GetAllText Problem

General TRichView support forum. Please post your questions here
Post Reply
dc3_dcfl
Posts: 33
Joined: Sat Jan 30, 2010 12:45 am

GetAllText Problem

Post by dc3_dcfl »

I am using the GETALLTEXT function contained in RVGETTEXTW to retrieve just the text of a document (from a DBRichviewEdit). In most all cases, this works without problems, but on a few documents, the returned string is nothing but the formatting, not the text.

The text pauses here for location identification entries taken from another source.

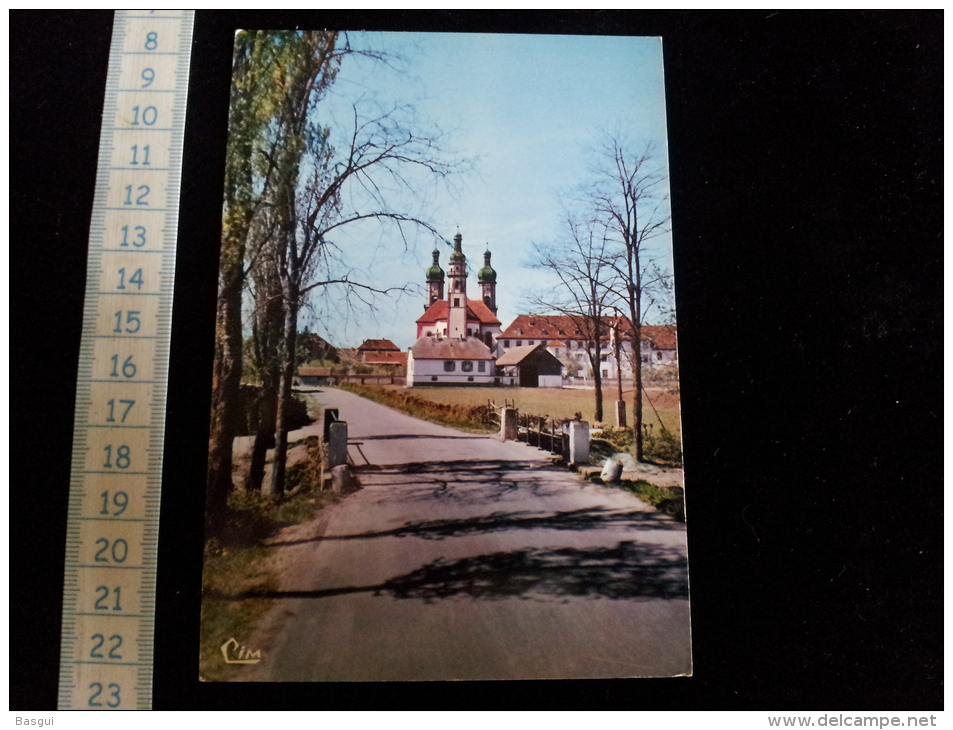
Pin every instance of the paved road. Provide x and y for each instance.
(466, 558)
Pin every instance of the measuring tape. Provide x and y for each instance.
(119, 427)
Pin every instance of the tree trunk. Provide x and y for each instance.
(265, 433)
(597, 379)
(226, 401)
(276, 485)
(637, 444)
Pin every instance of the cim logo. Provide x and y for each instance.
(235, 653)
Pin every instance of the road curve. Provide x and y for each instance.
(465, 558)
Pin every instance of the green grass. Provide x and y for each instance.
(555, 403)
(227, 573)
(417, 402)
(665, 499)
(236, 566)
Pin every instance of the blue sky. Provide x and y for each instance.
(525, 107)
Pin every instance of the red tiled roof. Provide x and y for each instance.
(543, 326)
(476, 310)
(386, 358)
(378, 345)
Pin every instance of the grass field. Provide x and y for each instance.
(557, 403)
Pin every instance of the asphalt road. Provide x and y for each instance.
(462, 557)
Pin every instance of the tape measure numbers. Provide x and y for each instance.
(119, 425)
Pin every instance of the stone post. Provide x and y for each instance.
(337, 444)
(578, 442)
(509, 424)
(620, 414)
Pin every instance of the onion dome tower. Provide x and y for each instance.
(435, 277)
(487, 279)
(457, 290)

I cannot find anything different about the actual documents, and I've also tried RVGETTEXT vs. RVGETTEXTW but in both cases, I get the same results.
Sergey Tkachenko
Site Admin
Posts: 17559
Joined: Sat Aug 27, 2005 10:28 am
Contact:

Post by Sergey Tkachenko »

Please send me a sample where the function returns a wrong result.
dc3_dcfl
Posts: 33
Joined: Sat Jan 30, 2010 12:45 am

Post by dc3_dcfl »

Sergey,

I was prepping a document to send to you, (Cannot send you an original due to sensitive nature of the document).

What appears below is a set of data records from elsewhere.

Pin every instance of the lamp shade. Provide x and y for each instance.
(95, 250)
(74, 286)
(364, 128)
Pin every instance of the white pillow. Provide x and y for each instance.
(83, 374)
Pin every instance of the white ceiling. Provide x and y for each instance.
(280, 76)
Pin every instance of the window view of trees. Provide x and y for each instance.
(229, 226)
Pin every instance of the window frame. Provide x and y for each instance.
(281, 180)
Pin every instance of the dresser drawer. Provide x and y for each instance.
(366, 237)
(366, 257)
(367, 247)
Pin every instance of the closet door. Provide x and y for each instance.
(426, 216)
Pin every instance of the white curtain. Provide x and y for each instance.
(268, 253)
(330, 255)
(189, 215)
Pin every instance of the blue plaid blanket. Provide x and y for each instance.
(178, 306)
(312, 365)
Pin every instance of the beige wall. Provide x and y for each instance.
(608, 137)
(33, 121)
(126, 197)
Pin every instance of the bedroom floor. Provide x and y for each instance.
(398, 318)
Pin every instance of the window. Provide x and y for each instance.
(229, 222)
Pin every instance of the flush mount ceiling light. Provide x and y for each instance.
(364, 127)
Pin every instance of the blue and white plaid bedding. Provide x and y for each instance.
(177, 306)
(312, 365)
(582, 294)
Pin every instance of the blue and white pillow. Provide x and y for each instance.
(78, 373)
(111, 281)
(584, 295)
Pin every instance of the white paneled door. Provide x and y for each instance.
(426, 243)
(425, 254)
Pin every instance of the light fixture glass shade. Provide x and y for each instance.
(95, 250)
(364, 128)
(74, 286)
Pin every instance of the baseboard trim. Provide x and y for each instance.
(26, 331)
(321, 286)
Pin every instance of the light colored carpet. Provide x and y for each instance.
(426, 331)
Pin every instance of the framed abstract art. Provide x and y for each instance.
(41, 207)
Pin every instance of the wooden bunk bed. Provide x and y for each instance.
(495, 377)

Noticed that when I removed the graphic from one of the documents that was producing the error, it no longer produced the same error. I thought Getalltext only returned the text of a document removing all formatting and graphics.

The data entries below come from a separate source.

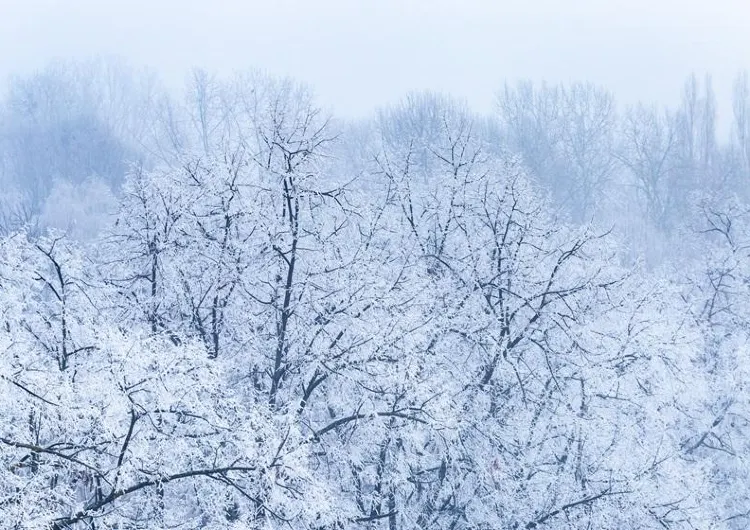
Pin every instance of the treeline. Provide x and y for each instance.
(420, 322)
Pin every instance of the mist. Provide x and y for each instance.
(383, 266)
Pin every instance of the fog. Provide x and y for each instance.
(360, 54)
(374, 265)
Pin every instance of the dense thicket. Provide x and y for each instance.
(270, 319)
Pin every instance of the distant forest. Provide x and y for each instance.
(228, 308)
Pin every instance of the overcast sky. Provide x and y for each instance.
(359, 54)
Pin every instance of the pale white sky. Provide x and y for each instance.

How do I manually remove the graphics from the document? What I want is a string with nothing more than the text that I can pass through my regular expression parser.
Sergey Tkachenko
Site Admin
Posts: 17559
Joined: Sat Aug 27, 2005 10:28 am
Contact:

Post by Sergey Tkachenko »

Please send an example first.
Graphics in document must not affect the result.
dc3_dcfl
Posts: 33
Joined: Sat Jan 30, 2010 12:45 am

Post by dc3_dcfl »

I sent an example document to richview{at}gmail{dot}com

Thanks
Sergey Tkachenko
Site Admin
Posts: 17559
Joined: Sat Aug 27, 2005 10:28 am
Contact:

Post by Sergey Tkachenko »

Received.

The problem is not in GetAllText, the problem is in error that occurs when loading this document from DB record.
When loading a document, TDBRichView tries to load it as RVF. If failed, it tries to load as RTF. If failed, it tries to load as a plain text.

In your case, the record contains RVF document, but DBRichView fails to read it, so it load this document as a plain text. As a result, DBRichView displays all RVF codes, and they are returned by GetAllText.

Why RVF reading fails? The document contains image of TPNGObject class.
To load it, TPNGObject must be registered.
Call RegisterClass(TPNGObject) one time before the first reading from the database.
dc3_dcfl
Posts: 33
Joined: Sat Jan 30, 2010 12:45 am

Post by dc3_dcfl »

Thank you. I do that in my main application that loads the document, but not in the regular expression parser I'm now working on to read it.

I neglected to do it, now it all makes sense.

Thanks again.
Post Reply